By Jacob Bourne
Before analyzing the data, researchers at JLL were uncertain about the trajectory of demand for e-commerce logistics space in the Bay Area due to skyrocketing rents and inadequate supply. Yet when they were investigating trends for the firm’s E-commerce Year End 2016 report, they found a continued willingness on the part of industry players to pay high prices to be in close proximity to the region’s key demographics. The combination of the presence of a growing affluent population as well as Gen Xers and Millennials has created a strong appetite for online shopping as well as high expectations for fast delivery.
“Despite steep rental rate increases we saw an uptick in the number of deals between 2015 and 2016,” explained Katie Olson-Kenny, research manager of East Bay-Sacramento offices, JLL. “Based on our findings, it’s a priority for companies to be in close proximity to consumers despite the steep costs. If you look at where these tenants are locating in terms of demographics, you’ll see the customers who want same-day delivery.”
This cultural trend of demand for fast and flexible delivery options has spurred companies to modify real estate strategies in recent years. JLL’s report shows that since 2011, 53-percent of last-mile deals in the region have occurred between 2015 and the present. Over the past two years, lease rates for logistics spaces have risen between 29.8 percent and 73.7 percent. The Mid-Peninsula has consistently achieved the highest asking lease rates followed by Silicon Valley. Overall vacancy for this product type is at 2.4 percent with absorption being led by companies with a strong relationship to e-commerce, many with a purely online retail presence.

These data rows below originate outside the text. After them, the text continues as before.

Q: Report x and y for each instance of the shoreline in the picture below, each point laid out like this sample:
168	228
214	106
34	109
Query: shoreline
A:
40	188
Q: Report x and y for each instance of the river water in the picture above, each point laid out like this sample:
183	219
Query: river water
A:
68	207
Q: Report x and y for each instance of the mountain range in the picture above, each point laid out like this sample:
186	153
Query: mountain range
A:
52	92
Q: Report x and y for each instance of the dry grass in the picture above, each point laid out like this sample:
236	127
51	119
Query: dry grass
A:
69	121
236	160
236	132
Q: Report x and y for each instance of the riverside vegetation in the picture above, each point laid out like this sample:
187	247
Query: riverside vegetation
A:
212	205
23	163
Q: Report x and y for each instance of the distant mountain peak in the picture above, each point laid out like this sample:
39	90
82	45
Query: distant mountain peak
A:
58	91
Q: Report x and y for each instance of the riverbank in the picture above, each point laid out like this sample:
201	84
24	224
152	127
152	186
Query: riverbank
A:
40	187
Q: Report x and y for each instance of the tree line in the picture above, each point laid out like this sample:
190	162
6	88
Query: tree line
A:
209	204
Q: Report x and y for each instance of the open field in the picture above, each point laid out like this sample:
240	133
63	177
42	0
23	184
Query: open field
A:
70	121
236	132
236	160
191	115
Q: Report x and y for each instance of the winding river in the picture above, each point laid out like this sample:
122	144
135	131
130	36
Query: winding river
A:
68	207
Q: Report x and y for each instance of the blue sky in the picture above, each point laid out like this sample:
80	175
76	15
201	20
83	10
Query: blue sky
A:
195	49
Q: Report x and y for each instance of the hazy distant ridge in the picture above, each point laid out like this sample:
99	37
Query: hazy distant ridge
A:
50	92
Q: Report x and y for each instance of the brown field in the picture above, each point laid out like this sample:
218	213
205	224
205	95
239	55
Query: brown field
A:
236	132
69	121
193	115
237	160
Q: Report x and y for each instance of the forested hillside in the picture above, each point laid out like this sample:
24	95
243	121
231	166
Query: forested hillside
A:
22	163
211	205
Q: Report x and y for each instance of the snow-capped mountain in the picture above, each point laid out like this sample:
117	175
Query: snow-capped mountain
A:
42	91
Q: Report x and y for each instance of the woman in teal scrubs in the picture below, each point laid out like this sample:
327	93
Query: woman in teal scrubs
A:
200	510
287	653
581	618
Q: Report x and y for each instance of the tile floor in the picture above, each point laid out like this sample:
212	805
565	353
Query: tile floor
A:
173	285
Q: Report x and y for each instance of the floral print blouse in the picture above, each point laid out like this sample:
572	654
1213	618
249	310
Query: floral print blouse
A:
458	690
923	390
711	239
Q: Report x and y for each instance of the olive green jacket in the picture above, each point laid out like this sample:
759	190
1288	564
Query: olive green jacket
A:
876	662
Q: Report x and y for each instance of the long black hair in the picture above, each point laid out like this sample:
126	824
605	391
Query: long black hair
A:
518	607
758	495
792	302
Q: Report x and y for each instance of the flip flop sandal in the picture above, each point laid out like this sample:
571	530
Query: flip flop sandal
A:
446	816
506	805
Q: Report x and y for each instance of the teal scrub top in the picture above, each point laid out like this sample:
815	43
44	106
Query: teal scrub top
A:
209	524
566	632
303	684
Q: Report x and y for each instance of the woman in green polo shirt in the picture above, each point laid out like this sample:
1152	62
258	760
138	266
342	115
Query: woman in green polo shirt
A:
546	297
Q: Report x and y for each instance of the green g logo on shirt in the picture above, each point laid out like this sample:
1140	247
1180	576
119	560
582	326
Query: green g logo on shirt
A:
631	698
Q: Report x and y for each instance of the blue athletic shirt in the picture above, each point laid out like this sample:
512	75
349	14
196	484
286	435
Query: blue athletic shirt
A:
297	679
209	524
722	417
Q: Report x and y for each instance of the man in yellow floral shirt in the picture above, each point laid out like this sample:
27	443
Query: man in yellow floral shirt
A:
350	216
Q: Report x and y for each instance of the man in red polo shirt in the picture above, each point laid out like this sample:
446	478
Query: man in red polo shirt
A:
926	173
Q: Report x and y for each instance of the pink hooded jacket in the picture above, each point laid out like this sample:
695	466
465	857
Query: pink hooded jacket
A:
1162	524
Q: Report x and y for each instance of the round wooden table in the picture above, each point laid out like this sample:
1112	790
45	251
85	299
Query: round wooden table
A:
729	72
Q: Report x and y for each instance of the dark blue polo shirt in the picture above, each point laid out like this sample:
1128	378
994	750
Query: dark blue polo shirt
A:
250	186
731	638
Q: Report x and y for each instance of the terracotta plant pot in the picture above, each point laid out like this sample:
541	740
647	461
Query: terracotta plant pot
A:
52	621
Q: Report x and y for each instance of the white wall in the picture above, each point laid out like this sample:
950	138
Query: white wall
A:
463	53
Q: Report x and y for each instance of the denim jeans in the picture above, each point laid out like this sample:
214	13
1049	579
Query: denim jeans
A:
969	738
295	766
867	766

Olson-Kenny and her team are currently tracking 10.2 million square feet of active tenant demand in the Bay Area. According to Jason Ovadia, managing director of Northern California Industrial at JLL, many of the new companies seeking space are considering the timing of construction and delivery of logistics space as a top priority. These companies are eager to get a foothold in the market and are willing to either pay high rents to seize limited opportunities or look for space in secondary or tertiary areas.
“They want to get into the market as soon as possible and it’s really creating a dynamic where demand is severely outweighing supply,” Ovadia said. “The challenge is dealing with land constraints and the time it takes to go through CEQA. They’re starting to target projects based on timing of delivery versus the exact location. So the best location may be in Hayward for example, but if the timing isn’t right then they might go into outlying areas 30 to 50 miles away from San Francisco and San Jose, which are the major population centers.”
Ovadia spoke of a changing landscape with an influx of new developers aiming to use industrial real estate as an investment vehicle and the construction of new multi-level logistics facilities with more flexible designs. It’s also becoming more commonplace to find the use of automation technologies and robotics in these spaces reflecting a visible shift from more traditional warehouses.
Researchers found that the average lease was within a five mile radius of 94,000 households, reflecting major distribution hubs in San Jose, Fremont, Hayward, Alameda, Richmond, San Rafael and Fairfield. Companies requiring more space at affordable rates are also seeking space in emerging markets like Livermore, American Canyon and the Central Valley.
“There’s 4.4 million square feet under construction right now and 46 percent is already pre-leased,” offered Olson-Kenny. “The Central Valley has 3.5 million square feet under construction. Last year we were unsure of where the market would be, but we continue to see deal velocity at record highs. The outlook is promising for the Bay Area and Central Valley.”